“We live on a placid island of ignorance in the midst of black seas of infinity, and it was not meant that we should voyage far. The sciences, each straining in its own direction, have hitherto harmed us little; but some day the piecing together of dissociated knowledge will open up such terrifying vistas of reality, and of our frightful position therein, that we shall either go mad from the revelation or flee from the deadly light into the peace and safety of a new dark age.” - H.P. Lovecraft, The Call of Cthulhu
Directed by Andrew Leman
Runtime: 47 minutes
Time for madness, strange cults, stranger works of art and academics going insane. Today review is the silent black and white film The Call of Cthulhu. Brought to you by the H. P. Lovecraft Historical Society.
The film opens in the most fitting place for a Lovecraft film, in a sanitarium. The Man (played by Matt Foyer) tells The Listener (played by John Bolen) to destroy some notes that The Man inherited from his great uncle. This leads into first of the three stories that makes up The Call of Cthulhu.
The first story is the notes The Man's great uncle took about a young man named Henry Wilcox (play by Chad Fifer). Henry is having strange and odd dreams that lead him to create a odd clay sculpture. These events lead to Henry becoming ill from these dreams and then forgetting all about the dreams.
Story number two has The Man's great uncle at 1908 archaeologist convention. While at the convention he meets Inspector Legrasse (played by David Mersault) from New Orleans. Legrasse has with him a strange statue he found while raiding a weird cult gathering and wants to know if anyone at the convention can tell him more about it. The collected archaeologists know a little bit more about the statue and the cult it is from but not enough to satisfy Legrasse's questions.

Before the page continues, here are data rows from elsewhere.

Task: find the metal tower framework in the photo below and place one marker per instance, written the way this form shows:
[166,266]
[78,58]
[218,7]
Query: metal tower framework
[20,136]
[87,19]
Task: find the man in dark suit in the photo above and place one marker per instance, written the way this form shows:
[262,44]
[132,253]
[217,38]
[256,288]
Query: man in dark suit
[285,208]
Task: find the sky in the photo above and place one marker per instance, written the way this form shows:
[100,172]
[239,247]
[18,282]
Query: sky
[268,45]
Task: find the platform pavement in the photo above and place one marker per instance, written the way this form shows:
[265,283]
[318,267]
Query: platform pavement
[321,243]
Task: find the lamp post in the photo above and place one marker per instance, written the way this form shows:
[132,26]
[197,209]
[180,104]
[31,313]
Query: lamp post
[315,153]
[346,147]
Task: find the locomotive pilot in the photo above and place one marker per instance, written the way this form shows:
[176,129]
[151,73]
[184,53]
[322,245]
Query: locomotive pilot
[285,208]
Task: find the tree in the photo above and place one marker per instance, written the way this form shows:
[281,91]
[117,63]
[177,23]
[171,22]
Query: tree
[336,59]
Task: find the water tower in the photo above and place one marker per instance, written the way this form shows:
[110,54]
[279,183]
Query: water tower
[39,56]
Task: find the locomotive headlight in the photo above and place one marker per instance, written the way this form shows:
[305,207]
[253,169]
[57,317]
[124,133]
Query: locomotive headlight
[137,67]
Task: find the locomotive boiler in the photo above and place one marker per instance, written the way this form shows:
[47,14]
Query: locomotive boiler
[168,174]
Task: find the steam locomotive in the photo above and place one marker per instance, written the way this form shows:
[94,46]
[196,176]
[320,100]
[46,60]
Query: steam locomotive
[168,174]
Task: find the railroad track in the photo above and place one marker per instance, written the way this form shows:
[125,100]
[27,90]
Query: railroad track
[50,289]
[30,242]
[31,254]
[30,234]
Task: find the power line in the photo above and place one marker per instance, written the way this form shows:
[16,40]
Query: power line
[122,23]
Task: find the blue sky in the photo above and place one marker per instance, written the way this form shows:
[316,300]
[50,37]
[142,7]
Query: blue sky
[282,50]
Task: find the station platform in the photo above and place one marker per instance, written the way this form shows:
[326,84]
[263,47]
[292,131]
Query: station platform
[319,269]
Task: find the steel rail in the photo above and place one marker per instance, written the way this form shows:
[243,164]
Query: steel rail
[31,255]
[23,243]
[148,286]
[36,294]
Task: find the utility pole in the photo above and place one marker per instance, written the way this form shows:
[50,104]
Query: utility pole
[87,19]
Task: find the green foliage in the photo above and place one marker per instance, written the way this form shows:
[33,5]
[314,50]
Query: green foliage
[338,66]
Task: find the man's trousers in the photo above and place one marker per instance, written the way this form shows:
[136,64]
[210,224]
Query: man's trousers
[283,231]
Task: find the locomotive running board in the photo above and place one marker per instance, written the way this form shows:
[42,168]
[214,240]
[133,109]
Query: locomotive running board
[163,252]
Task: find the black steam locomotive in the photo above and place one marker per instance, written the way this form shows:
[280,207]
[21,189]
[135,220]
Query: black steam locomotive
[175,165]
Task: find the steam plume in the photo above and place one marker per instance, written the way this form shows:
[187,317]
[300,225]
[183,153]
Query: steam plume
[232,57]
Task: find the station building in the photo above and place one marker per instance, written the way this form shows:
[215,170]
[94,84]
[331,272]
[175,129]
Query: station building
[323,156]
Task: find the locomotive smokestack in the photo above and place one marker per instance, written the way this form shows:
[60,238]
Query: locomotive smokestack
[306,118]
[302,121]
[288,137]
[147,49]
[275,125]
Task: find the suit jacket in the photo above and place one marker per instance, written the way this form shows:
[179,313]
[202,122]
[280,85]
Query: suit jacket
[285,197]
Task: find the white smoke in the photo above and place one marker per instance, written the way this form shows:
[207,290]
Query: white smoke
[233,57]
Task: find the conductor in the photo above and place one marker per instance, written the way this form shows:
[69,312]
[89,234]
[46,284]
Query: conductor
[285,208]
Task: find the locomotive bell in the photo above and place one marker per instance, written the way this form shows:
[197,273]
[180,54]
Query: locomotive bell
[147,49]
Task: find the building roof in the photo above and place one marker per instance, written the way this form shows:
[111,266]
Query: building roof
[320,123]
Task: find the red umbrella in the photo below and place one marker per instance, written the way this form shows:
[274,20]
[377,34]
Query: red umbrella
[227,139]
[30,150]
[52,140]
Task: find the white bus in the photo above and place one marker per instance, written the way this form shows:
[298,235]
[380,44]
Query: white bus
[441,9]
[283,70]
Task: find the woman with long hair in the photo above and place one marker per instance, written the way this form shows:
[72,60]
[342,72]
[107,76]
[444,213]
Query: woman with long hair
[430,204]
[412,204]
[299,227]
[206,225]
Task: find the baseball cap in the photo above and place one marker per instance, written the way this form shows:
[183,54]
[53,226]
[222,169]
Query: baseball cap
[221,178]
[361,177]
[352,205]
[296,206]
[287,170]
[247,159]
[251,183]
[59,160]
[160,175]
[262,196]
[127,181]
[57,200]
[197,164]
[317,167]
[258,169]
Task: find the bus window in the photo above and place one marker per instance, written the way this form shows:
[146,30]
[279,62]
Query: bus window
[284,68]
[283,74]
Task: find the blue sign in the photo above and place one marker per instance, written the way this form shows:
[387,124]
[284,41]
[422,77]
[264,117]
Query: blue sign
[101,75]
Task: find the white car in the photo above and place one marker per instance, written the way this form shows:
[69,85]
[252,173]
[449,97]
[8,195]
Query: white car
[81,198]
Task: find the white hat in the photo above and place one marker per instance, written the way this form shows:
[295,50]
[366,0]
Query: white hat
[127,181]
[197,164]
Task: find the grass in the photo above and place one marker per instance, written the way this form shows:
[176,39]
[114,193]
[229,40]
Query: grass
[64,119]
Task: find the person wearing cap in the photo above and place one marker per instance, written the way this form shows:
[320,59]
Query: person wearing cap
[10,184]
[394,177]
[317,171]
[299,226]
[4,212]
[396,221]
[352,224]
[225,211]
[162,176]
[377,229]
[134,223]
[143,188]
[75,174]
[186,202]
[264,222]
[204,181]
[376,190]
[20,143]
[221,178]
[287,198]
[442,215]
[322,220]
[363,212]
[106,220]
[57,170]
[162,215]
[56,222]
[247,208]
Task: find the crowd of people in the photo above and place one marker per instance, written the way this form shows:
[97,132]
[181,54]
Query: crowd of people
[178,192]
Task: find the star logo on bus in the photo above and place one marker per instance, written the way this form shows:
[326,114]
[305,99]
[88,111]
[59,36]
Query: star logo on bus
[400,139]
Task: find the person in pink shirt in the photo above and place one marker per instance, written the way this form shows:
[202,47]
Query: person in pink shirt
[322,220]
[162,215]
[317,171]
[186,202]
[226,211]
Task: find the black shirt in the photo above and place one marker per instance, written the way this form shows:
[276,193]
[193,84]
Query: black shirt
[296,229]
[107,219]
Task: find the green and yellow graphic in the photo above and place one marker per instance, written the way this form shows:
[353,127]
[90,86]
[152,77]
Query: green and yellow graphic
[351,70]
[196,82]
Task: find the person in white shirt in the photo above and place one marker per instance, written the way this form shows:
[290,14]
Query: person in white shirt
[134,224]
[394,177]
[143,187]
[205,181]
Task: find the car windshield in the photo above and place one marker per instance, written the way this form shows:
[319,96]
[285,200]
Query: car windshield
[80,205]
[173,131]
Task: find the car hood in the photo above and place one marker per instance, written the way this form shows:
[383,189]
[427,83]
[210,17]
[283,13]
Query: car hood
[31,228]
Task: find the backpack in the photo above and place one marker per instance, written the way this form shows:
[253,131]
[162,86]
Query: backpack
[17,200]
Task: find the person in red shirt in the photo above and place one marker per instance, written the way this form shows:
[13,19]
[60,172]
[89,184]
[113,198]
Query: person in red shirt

The Man stumbles upon the third story while carrying out his job as an geologist. One of the rocks he is looking at is wrapped in a newspaper from New Zealand. It has a story about a derelict fishing ship and a half crazed survivor. So The Man takes off at once for New Zealand to speak to this survivor only to find that the survivor has gone to Norway. Arriving in Norway The Man finds that the survivor has died and left a journal of his account.
Somewhere off the New Zealand coast the fishing ship Alert comes across a small uncharted island. Being a brave and adventurous fishermen decide to explore the island. Unfortunately for the crew of Alert they have stumbled upon the island of R'lyeh home to Cthulhu. Two of the sailors live long enough to return to the ship. One dies of fright on learning Cthulhu is chasing the ship. The only survivor rams the ship into Cthulhu forcing it to go back to sleep.
Make or Break: What makes this movie for me is the silent black and white filming. It makes it feel the same as reading the stories. As for breaks it would have to be the misquoting of the original work. This is a minor thing and really the only misstep they made.
MVT: Again the whole atmosphere created by the black and white filming. It provides shadows to add suggestion to the imagination and captures the feel of the story.